Coffin Trail Conquered

Participants in the Lyke Wake Walk

Twelve intrepid supporters of Prostate Research Campaign UK met in Northallerton the evening before their 42 mile hike across the North Yorkshire moors on one of the longest days of the year. Longest in more ways than one, since the alternative name for the Lyke Wake Walk is the Coffin Trail.

We began the eighth Prostate Research Campaign UK challenge, writes Roger Kirby, at two in the morning with head torches illuminating the pitch black moor. Walking was deceptively easy at first, with flagstones like a Roman road, and our spirits rose. By 6am the mist was gone and we were pleased to stop for bacon sandwiches and coffee in hazy sunshine. We looked as though we should make the 42 miles, despite several pre-existing injuries and several osteo-arthritic knee joints (Andrew Etherington and Rex Willoughby having worn away all their cartilage on previous challenges!).

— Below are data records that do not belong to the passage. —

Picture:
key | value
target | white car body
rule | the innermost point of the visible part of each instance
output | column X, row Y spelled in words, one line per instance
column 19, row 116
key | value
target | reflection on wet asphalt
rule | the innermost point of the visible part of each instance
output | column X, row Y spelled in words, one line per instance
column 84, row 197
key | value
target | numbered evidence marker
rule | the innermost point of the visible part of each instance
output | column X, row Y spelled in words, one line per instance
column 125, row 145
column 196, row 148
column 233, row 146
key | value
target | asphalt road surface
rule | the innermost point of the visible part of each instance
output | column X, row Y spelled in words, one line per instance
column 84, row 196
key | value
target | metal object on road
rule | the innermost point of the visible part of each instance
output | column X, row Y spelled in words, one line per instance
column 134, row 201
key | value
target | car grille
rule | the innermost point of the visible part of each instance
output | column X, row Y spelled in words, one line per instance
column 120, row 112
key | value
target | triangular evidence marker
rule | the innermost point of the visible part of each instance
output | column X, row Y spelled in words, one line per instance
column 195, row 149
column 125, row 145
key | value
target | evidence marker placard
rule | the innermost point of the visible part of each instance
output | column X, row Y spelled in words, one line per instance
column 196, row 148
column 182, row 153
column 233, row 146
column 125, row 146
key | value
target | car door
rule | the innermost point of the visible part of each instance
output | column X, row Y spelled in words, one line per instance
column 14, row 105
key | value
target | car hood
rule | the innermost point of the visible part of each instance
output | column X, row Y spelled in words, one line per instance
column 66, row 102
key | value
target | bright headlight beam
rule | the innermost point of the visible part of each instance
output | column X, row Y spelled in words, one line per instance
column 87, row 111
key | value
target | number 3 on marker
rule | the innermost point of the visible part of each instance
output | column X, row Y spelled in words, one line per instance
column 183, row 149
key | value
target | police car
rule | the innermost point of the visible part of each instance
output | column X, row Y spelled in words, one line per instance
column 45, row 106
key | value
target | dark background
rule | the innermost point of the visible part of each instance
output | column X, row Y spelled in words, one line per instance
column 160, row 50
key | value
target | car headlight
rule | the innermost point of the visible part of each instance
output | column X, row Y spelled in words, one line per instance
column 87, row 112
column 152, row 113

We trudged on through damp waist-high heather, encountering the dreaded boggy middle section that John Robinson, the CEO of Wimpey plc, had warned us about. His team of ten had completed the trek two days previously with only one walker falling by the wayside. However, two of John's team had actually fainted during the celebratory dinner on completion of the challenge! Emerging on the far side of the bog with sore and soggy feet, we made a navigation error and convinced ourselves that we were on the wrong track and set off into the heather only to realise our mistake and struggle back to the path. Heaving a joint sigh, we pressed on.

By 3pm in the afternoon with the famous Fylingdale early warning structure in the distance, while crossing a brook, already swollen with recent rain, the heavens opened and torrential rain began to fall (the precursor of the worst floods to hit Yorkshire for a generation). The path turned into a stream, then a torrent. Scott Cormack noted dourly that the trip was turning into a white water rafting challenge. As we slithered down yet another steep gully, some literally on their bottoms, the skies cleared and the final section was completed in reasonable weather. The surface water though made the going difficult because almost every step was taken in slippery, often ankle-deep, mud.

Crossing the heather

Around 8 o'clock we finally caught sight of the radio mast at Ravenscar that marks the end of the walk and half an hour later we were there. John Dick, who had stoically accompanied us up Mt Kilimanjaro and Kinabalu, as well as across Hadrian's Wall and last year's West Highland Way, admitted that he had never felt so tired in his entire life. More than a few beers were called for, and we were further fortified by the knowledge that we had, thanks to the amazing generosity of our supporters, raised more than £160,000 for Prostate Research Campaign UK.

A cheque for the final amount will be presented at our Annual Luncheon at The Dorchester on 12 October. I do hope you can join us there.

There were, in fact, three groups who completed the formidable Lyke Wake Walk on our behalf. To them all, we say a big thank you - we are extremely grateful for your time, effort and support in taking on such a tough challenge.